Necessity is the Mother of Invention
The contraception pill never worked well for Ida Tin–a complaint common among many women. One day in 2009, she was taking her temperature and entering the data into her phone to find out when she was ovulating.
“I urgently wanted to merge those two devices,” writes Tin, “to be able to look at my phone and know what was going on in my body, rather than enduring the tedious experience of manually transferring data from the temperature device into a spreadsheet, just so I could use it.”
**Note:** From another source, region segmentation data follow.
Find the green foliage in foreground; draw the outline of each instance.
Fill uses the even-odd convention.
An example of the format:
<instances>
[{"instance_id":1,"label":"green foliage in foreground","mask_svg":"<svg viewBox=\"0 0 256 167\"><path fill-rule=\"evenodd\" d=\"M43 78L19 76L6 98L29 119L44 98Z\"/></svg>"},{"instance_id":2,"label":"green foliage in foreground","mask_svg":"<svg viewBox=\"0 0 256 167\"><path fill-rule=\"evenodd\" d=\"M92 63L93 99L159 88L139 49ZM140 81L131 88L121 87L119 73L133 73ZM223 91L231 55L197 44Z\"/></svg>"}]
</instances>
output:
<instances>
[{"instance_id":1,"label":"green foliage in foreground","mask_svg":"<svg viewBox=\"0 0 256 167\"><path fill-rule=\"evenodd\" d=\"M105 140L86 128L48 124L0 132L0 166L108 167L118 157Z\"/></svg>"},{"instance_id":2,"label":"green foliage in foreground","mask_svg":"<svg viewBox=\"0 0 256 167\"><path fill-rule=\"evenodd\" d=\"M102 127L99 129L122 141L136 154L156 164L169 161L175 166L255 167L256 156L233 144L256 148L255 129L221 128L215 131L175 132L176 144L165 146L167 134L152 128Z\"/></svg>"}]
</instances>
Tin saw how far technology had progressed with the phone in her hand, but made one key realization: technologies focused on women’s health were still lagging behind. This realization led her to create Clue, the fastest-growing women’s health app and an entirely new category of technology: femtech.
Who is Ida Tin?
Ida Tin is a Danish entrepreneur, author, and motorcycle enthusiast. In 2012, she founded Clue, a menstruation-tracking app that helps millions of users take control of their periods and their lives. Tin is also credited with coining the term femtech, “a category of software, diagnostics, services, and products targeting women’s health needs.”
Before founding Clue, Tin worked with her father running motorcycle tours around the world in countries as far-flung as Mongolia, Cuba, and Chile. She documented her travels in the bestselling Danish book, Direktøs and currently lives in Berlin with her family, where Clue was founded and is still based.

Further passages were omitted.